The Cursor-Specific Advantages
Cursor isn't just another AI editor. Here's what actually matters:
1. Codebase Context
Cursor understands your entire codebase, not just the current file. This is huge for maintaining consistency across projects.
2. Rule System
The compilation rule I mentioned? That's just the start. You can create rules for:
- Code style consistency
- Error handling patterns
- Testing requirements
- Documentation standards
3. Real-Time Collaboration
Cursor's AI can see your changes in real-time and suggest improvements. It's like having a senior developer pair-programming with you.
The Paradigm Shift: Manager Mindset
The biggest change isn't technical—it's psychological. I now think like a manager delegating work:
Before:
- "How do I implement this feature?"
- "What's the best way to structure this code?"
- "How do I handle this edge case?"
After:
- "What's the right architecture for this feature?"
- "What patterns should I establish?"
- "What are the critical decisions I need to make?"
Actionable Takeaways
1. Start with Context
Always give AI the architectural context it needs. Don't assume it understands your codebase.
2. Use the Rule System
Create Cursor rules for common patterns and requirements. This prevents AI from making the same mistakes repeatedly.

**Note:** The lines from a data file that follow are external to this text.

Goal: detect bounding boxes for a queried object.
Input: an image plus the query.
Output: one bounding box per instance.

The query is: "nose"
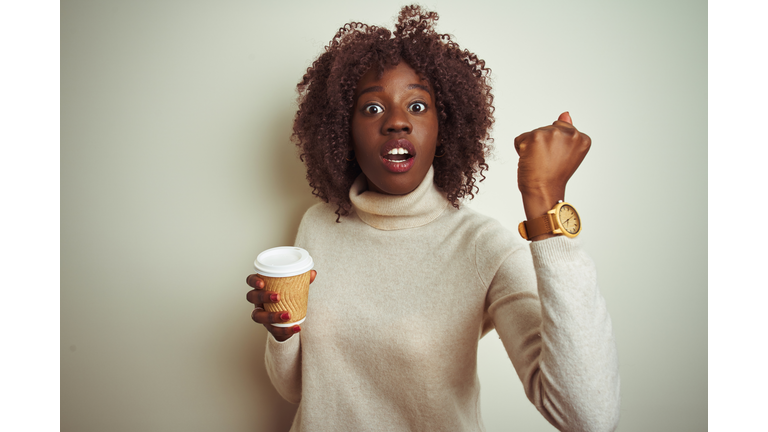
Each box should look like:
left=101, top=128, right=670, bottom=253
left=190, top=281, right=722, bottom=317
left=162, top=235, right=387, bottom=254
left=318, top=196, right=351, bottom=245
left=382, top=107, right=412, bottom=134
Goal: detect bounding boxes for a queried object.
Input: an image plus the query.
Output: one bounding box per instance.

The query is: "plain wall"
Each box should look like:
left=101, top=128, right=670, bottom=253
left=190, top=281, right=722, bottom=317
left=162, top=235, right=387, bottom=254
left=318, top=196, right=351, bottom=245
left=61, top=1, right=707, bottom=431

3. Break Down Complex Problems
Don't ask AI to solve complex, multi-faceted problems. Break them into smaller, well-defined tasks.
4. Review and Validate
Always review AI-generated code. Use it for implementation, not for critical architectural decisions.
5. Focus on Patterns
AI is good at following patterns but bad at creating them. You establish the patterns, AI implements them.
The Reality Check
AI isn't going to replace developers. It's going to make good developers 10x more productive and bad developers obsolete.
The key is understanding that AI is a tool, not a replacement. It handles the repetitive tasks while you focus on the hard problems. It implements the patterns while you design them.
The Future
This is just the beginning. As AI gets better at understanding context and reasoning about complex systems, the productivity gains will be even more dramatic.
But the fundamental principle remains the same: AI handles implementation, humans handle architecture. AI follows patterns, humans create them.
The developers who thrive in this new world will be the ones who learn to think like architects and managers, not just coders.